When it comes to the world of marketing and advertising, festivals provide a unique opportunity to reach a wide audience with an almost singular emotion- “celebration”. And while in western markets, this peak season is predominantly during Christmas, it is a completely different ball game in India. From Diwali and Dusshera to Holi, Eid and Christmas, festivals and their corresponding festivities and celebrations abound through the year. This creates an interesting opportunity for marketers to drive engagement and sales through several periods of the year, while also keeping an eye on brand building.
In the pre-digital era, this indicated large sweeping mainline campaigns that aimed at targeting as wide an audience as possible. However, this strategy often hit a speedbump because being part of a diverse country such as this, the celebrations and cultures associated with each festival vary from region to region. And that is the issue that the digital space has resolved for brands as well as marketers. Instead of just one blanket campaign, we are finally able to customise and channel the right message to the right individual.
This is especially important when you consider that festivals are more about pushing for sales rather than mere brand building. Take the recent Big Billion Day Sale campaign by Flipkart, with a plethora of influencers and creatives that generated every aspect of every point of sale was covered across regions and demographics. Although not around a specific festival, the ‘festive season’ as it is popularly known to be allows us to widen the reach of this messaging further, and the fact that it is not a singular creative asset-led campaign helps maintain freshness in the content.
Now combine this with strong consumer data and deeper insights on culture, and what you have is the opportunity to build messaging basis a prevalent conversation or sentiment online. And by mapping these two well with nimble content creation capabilities where assets are created, not in weeks or months, but a few days and at times even hours, one can deliver creative assets that engage consumers while not only providing value, but also propagating the brand’s values.
What this understanding of culture also does is to help brands focus on deep consumer insights about what a festival truly means to people today.
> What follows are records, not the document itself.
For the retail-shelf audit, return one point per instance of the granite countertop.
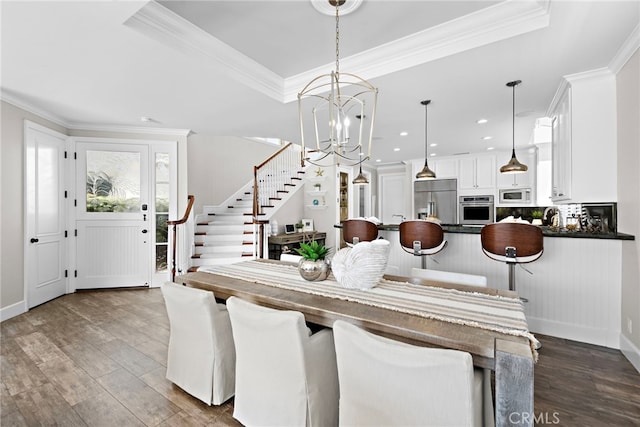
(546, 231)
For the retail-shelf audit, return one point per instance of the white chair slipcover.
(389, 383)
(201, 358)
(449, 277)
(284, 375)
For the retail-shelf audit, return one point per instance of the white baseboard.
(13, 310)
(603, 337)
(630, 351)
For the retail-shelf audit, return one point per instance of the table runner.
(475, 309)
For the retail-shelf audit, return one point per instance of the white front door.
(113, 215)
(46, 246)
(393, 198)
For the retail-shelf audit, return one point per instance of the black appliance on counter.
(476, 210)
(436, 198)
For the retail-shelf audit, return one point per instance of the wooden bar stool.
(359, 230)
(513, 243)
(421, 238)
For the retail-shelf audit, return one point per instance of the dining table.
(488, 323)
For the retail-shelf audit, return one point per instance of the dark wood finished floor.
(98, 358)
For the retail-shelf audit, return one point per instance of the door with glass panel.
(112, 215)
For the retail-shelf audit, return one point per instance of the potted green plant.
(313, 266)
(537, 217)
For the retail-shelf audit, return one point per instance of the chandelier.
(329, 106)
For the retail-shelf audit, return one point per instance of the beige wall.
(218, 166)
(12, 197)
(628, 109)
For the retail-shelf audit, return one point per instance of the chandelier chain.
(337, 39)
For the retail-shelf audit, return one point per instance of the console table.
(278, 242)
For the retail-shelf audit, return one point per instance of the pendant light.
(514, 166)
(426, 173)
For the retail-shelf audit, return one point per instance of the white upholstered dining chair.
(389, 383)
(284, 375)
(201, 357)
(449, 277)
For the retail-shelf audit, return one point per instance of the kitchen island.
(574, 288)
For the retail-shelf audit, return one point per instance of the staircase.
(227, 234)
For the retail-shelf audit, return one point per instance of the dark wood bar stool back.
(513, 243)
(359, 230)
(421, 238)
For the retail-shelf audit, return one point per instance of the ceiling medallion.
(329, 7)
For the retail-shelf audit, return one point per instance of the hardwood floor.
(98, 358)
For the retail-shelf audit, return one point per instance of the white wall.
(628, 126)
(219, 166)
(12, 237)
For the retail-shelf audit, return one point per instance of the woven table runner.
(491, 312)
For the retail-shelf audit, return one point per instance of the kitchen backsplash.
(593, 217)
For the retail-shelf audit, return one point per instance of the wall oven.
(515, 195)
(476, 210)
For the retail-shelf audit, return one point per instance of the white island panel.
(574, 289)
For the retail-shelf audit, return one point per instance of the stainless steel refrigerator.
(437, 197)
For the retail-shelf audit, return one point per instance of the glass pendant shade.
(514, 166)
(360, 179)
(426, 173)
(328, 107)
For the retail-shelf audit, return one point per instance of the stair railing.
(269, 178)
(175, 224)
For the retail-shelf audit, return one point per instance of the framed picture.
(307, 225)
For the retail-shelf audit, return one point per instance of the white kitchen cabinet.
(477, 173)
(583, 114)
(446, 167)
(561, 147)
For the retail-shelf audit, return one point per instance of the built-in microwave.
(515, 195)
(476, 210)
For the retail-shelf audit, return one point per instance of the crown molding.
(498, 22)
(130, 129)
(162, 24)
(69, 126)
(626, 51)
(20, 103)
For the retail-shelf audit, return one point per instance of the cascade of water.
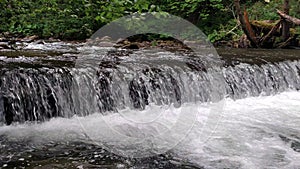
(37, 94)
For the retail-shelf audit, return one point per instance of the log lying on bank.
(296, 21)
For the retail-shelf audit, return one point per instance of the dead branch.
(296, 21)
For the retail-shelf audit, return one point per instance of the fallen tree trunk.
(243, 17)
(296, 21)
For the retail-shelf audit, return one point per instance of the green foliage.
(78, 19)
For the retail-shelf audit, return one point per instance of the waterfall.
(40, 93)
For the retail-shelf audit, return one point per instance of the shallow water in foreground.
(255, 132)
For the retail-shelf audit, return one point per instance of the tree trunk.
(245, 24)
(285, 24)
(296, 21)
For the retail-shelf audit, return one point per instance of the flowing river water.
(56, 113)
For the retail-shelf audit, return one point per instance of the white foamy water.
(255, 132)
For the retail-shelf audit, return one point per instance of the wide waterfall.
(134, 80)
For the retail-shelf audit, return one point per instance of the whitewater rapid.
(254, 132)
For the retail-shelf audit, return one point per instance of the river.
(70, 106)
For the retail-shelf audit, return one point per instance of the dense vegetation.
(78, 19)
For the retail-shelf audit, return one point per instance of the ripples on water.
(259, 126)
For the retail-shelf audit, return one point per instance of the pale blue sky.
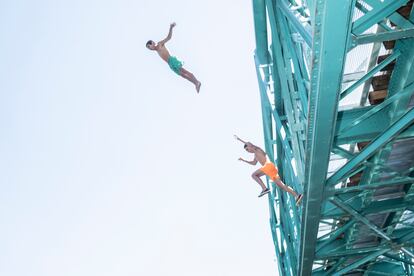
(113, 165)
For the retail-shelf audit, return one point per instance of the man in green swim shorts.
(173, 62)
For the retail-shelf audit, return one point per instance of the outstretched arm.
(253, 162)
(238, 139)
(172, 25)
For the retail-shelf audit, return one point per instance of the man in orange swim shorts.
(268, 168)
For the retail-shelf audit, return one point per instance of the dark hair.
(149, 42)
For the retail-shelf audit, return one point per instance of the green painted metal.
(369, 75)
(333, 21)
(361, 262)
(380, 141)
(384, 36)
(377, 14)
(300, 81)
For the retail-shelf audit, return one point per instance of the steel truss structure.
(354, 163)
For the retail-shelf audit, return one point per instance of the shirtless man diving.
(173, 62)
(268, 168)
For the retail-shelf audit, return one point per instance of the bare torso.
(163, 52)
(260, 156)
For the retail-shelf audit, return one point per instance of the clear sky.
(110, 163)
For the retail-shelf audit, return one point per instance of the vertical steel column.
(331, 29)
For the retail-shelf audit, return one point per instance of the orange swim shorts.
(270, 170)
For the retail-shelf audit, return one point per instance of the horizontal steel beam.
(361, 261)
(395, 182)
(384, 36)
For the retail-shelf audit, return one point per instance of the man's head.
(150, 45)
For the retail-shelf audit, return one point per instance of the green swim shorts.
(175, 64)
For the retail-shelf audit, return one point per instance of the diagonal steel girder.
(406, 120)
(331, 31)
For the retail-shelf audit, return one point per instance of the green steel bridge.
(336, 81)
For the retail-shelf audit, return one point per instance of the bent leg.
(256, 176)
(285, 187)
(189, 76)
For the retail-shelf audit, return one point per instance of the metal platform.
(336, 83)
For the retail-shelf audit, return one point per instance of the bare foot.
(198, 86)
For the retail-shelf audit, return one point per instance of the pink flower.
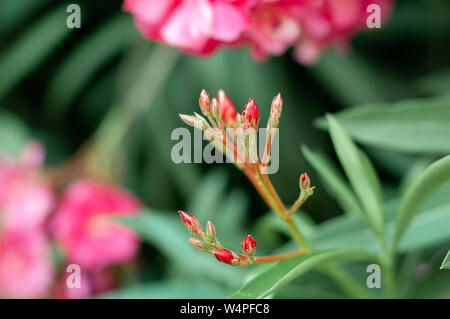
(25, 266)
(25, 200)
(195, 26)
(84, 224)
(268, 27)
(92, 282)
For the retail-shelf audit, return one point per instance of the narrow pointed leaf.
(434, 176)
(280, 274)
(333, 180)
(360, 172)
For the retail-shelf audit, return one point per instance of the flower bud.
(191, 222)
(197, 243)
(305, 182)
(226, 256)
(204, 103)
(188, 119)
(210, 230)
(249, 245)
(251, 113)
(227, 109)
(215, 109)
(275, 110)
(200, 122)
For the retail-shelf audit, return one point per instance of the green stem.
(352, 287)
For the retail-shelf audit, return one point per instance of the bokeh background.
(60, 86)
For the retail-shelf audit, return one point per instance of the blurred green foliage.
(57, 85)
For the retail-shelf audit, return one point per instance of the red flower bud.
(191, 222)
(210, 230)
(275, 110)
(248, 245)
(305, 182)
(227, 108)
(204, 102)
(194, 242)
(251, 113)
(226, 256)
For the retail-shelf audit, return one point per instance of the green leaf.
(283, 272)
(434, 176)
(360, 172)
(39, 40)
(415, 126)
(333, 180)
(13, 134)
(446, 261)
(428, 229)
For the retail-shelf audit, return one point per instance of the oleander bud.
(210, 230)
(227, 109)
(197, 243)
(204, 102)
(305, 182)
(249, 245)
(188, 119)
(226, 256)
(191, 223)
(251, 113)
(275, 110)
(215, 109)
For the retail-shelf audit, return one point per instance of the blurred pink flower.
(84, 224)
(25, 200)
(196, 26)
(92, 283)
(269, 27)
(25, 266)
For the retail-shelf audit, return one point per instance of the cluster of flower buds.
(234, 134)
(207, 242)
(306, 189)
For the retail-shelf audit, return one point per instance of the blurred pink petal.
(85, 228)
(25, 266)
(229, 23)
(25, 200)
(267, 27)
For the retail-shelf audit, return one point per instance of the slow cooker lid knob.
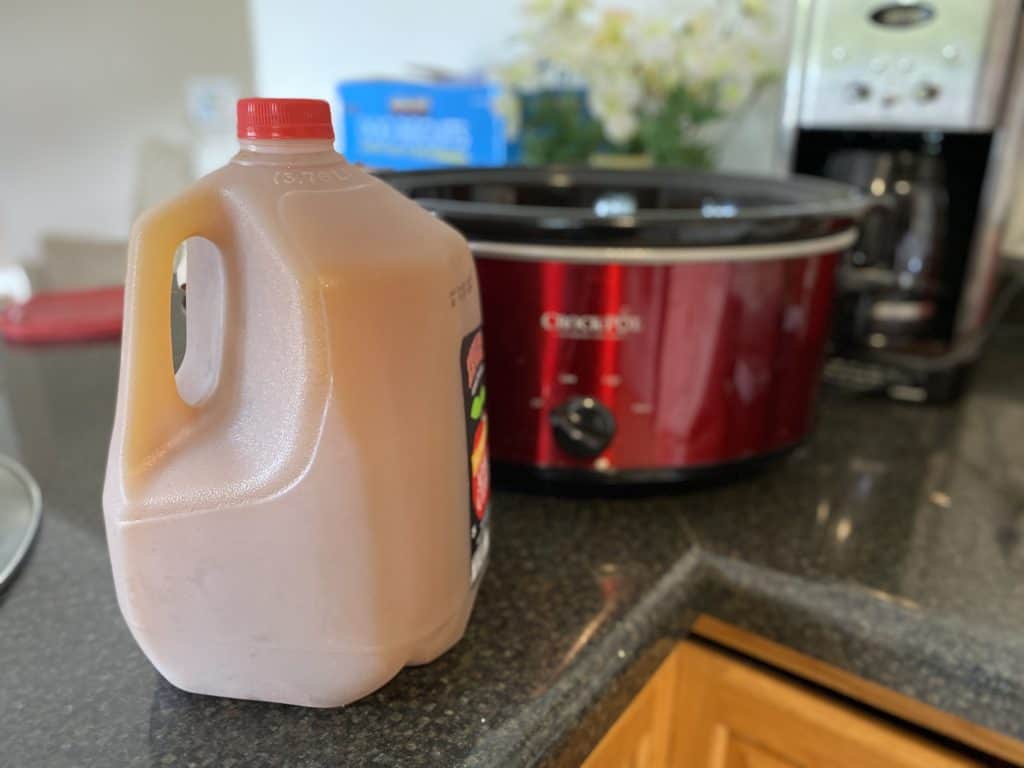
(583, 427)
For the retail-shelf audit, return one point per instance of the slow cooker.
(646, 326)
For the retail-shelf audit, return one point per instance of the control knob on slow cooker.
(583, 427)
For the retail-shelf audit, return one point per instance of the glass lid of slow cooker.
(631, 208)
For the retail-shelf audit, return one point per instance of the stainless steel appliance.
(921, 104)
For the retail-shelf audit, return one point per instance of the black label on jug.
(474, 391)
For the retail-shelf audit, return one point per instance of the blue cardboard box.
(396, 125)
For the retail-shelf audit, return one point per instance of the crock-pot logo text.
(591, 326)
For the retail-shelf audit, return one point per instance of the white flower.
(620, 127)
(614, 101)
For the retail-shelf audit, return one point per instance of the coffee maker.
(922, 105)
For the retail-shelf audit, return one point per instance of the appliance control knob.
(926, 92)
(583, 427)
(858, 91)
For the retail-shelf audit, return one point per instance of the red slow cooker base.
(677, 367)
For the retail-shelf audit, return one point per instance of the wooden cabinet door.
(728, 714)
(640, 736)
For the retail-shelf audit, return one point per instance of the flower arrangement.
(660, 84)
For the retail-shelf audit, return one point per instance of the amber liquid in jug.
(301, 511)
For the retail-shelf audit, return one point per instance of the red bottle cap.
(284, 118)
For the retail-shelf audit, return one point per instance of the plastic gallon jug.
(300, 510)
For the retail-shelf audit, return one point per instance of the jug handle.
(155, 412)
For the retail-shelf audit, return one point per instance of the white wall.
(87, 88)
(304, 47)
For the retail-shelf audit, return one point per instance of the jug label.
(474, 398)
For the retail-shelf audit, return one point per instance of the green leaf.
(477, 406)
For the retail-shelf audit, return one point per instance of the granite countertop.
(889, 546)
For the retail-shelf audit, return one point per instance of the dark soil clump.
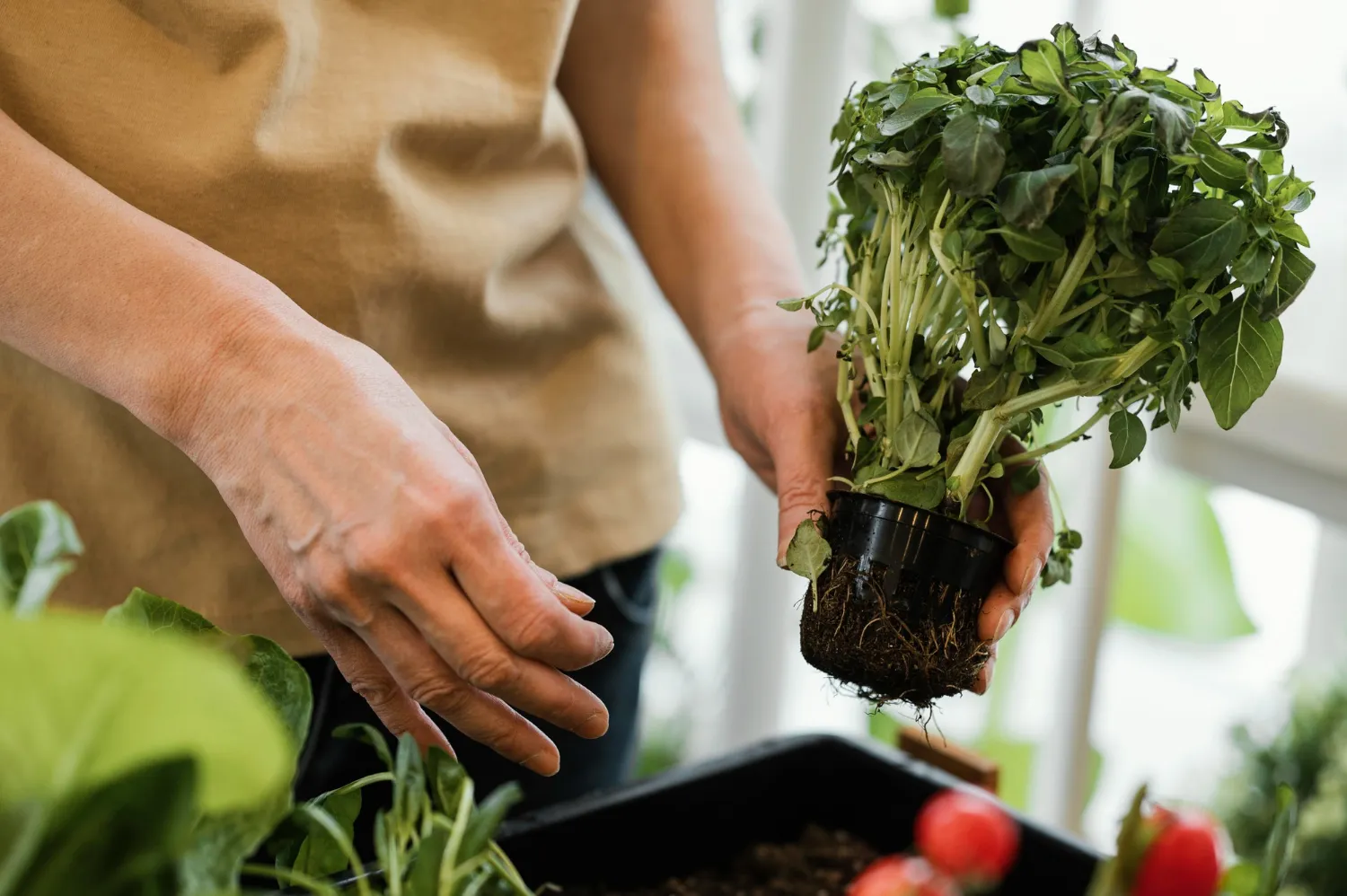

An interesting case in point was Netflix’s film around the worry everyone has with respect to gifting during festivals,which led to a widely enjoyable creative that had its sentiment analysis spot-on, generating a smile across everyone’s face.
The above example also showcases that the era of wider reaching creatives isn’t over.In fact, while the digital space allows us to hyper target and create content that is well aimed, it also allows us to not lose what the larger message of the brand is. This is because when the avenues to propagate a message increase and the data allows one to target, then you can both, deliver a wider message for brand building along with smaller, more targeted content for sales. In other words, the digital platform allows you to have your cake and eat it too.